The initiative has had its challenges. The construction does not wait for the artist to finish before changing the look of the scene. Berthoin has to plan carefully, as she has a decidedly finite amount of time each session. She is escorted in and out of the construction site. “I have to get moving on it and get it done,” says the artist. “It’s been challenging in that way.”

“View of San Clemente Dam From West Tributary of Carmel River,” by Paola Fiorelle Berthoin, oil, 30 x 30 in. (diptych)

Berthoin says she tries to portray the scene as accurately as possible, taking less artistic license than she normally would with a painting. The main goal is to increase awareness about the viability and advantages of removing dams. “My involvement in this is a soft approach to educating people on the value of water, free-flowing rivers, and river ecology. These paintings provide a platform for educating people further on all these issues.” She has shown the paintings at community meetings about the dam, at Earth Day events, and in similar scenarios. Berthoin hopes to gather all the work for a big show at a large venue, but currently, she is preparing for a show at the Garland Ranch Regional Park’s visitor center. Her dam paintings will be on view there from July 12 through November.

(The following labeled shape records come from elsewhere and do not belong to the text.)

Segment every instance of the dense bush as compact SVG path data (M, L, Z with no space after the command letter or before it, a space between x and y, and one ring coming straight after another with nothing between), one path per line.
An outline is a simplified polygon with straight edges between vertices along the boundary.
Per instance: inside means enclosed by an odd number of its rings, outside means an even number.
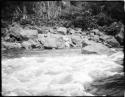
M109 26L120 20L124 23L122 1L7 1L2 2L2 5L2 20L19 22L21 25L62 25L87 29Z

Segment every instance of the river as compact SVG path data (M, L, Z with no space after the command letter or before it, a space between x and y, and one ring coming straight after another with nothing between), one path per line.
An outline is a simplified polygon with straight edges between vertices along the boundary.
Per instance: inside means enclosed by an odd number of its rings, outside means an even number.
M86 84L123 75L116 55L81 54L81 49L10 50L2 52L4 96L92 96Z

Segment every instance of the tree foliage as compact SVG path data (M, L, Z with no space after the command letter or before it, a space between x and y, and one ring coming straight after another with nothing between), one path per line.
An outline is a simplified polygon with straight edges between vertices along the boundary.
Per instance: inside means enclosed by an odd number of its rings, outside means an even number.
M57 25L83 29L124 23L124 2L6 1L1 2L1 21Z

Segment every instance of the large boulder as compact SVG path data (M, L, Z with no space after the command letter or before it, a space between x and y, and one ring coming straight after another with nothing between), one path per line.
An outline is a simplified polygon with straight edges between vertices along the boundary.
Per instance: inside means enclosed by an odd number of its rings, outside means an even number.
M38 37L38 31L37 30L23 29L22 31L19 32L19 34L22 37L26 37L26 38L29 38L29 39L33 39L33 38Z
M29 39L28 41L22 42L22 47L25 49L42 48L42 44L37 39Z
M68 29L68 34L74 34L74 33L76 33L76 31L74 29L72 29L72 28Z
M2 47L5 49L19 49L22 46L20 43L2 42Z
M110 36L105 41L107 44L110 45L110 47L119 47L120 46L119 42L113 36Z
M79 35L72 35L71 40L74 47L81 47L82 38Z
M52 37L47 37L45 39L45 43L44 43L44 47L45 48L57 48L57 44L56 44L56 38L52 38Z
M57 28L57 32L61 33L63 35L66 35L67 34L67 28L65 28L65 27L59 27L59 28Z
M93 42L91 44L88 44L87 46L82 48L82 54L112 54L113 51L111 51L110 48L107 46Z
M24 40L24 39L28 40L38 37L37 30L23 29L20 25L17 24L10 27L9 32L11 38L15 37L16 39L19 40Z

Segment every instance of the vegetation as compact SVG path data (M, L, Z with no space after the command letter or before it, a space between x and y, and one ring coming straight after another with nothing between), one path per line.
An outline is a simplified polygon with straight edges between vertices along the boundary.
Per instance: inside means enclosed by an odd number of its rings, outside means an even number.
M17 22L23 26L64 26L83 30L97 28L115 35L124 24L122 1L6 1L2 5L2 27Z

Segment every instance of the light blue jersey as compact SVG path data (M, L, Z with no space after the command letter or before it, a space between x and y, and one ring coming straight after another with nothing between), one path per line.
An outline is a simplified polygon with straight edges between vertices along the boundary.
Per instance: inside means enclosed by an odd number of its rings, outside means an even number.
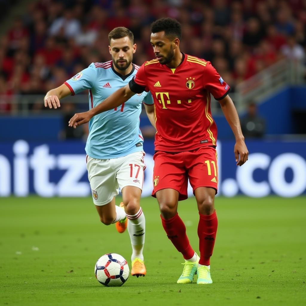
M89 89L90 109L128 84L139 68L133 64L131 73L122 76L114 69L112 62L92 63L65 82L73 95ZM104 159L143 151L144 139L139 129L143 101L153 104L151 93L144 91L135 95L118 108L91 118L85 148L87 155Z

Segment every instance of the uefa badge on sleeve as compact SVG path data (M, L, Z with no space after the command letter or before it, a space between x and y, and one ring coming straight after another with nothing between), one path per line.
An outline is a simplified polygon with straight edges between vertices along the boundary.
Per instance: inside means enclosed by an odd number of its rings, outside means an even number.
M83 74L82 73L79 72L79 73L77 74L76 74L74 76L73 76L71 78L71 80L73 81L76 82L77 81L78 81L82 77L82 76L83 75Z
M96 201L98 200L98 193L95 190L92 190L92 196Z
M159 177L159 176L157 177L155 176L154 177L154 180L153 181L153 183L154 184L154 185L155 187L157 185L159 182L159 180L158 179L158 178Z

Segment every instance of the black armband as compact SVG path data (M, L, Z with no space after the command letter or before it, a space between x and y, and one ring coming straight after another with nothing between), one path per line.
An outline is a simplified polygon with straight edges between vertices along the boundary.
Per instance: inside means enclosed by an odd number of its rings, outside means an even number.
M130 89L136 94L141 93L146 88L145 86L141 86L137 84L134 80L134 78L129 82L129 86Z

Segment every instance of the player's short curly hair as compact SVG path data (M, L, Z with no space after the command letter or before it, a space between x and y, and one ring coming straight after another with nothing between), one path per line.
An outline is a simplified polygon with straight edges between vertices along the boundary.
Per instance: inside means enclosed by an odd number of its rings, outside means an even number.
M118 39L127 36L132 44L134 43L134 35L128 29L124 27L118 27L113 29L108 34L108 42L110 43L112 39Z
M177 20L167 17L161 18L152 22L151 24L151 32L152 33L165 31L165 35L172 39L182 38L182 28L181 24Z

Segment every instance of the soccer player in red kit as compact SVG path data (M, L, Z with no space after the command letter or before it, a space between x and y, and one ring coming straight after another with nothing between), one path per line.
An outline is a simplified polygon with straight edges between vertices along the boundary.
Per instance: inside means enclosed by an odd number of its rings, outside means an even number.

Berthoin painting on Radio Tower Hill. Photo by Jeffery Luhn

Berthoin is a working artist, but it’s clear that this is a project close to her heart. She paraphrases what a Native American once said to her about rivers and dams. “A dam on a river is like a tourniquet on the arm. It constricts the blood, and if it is kept on there long enough, the lower arm is going to fall off. That’s what dams do over time — they kill rivers.”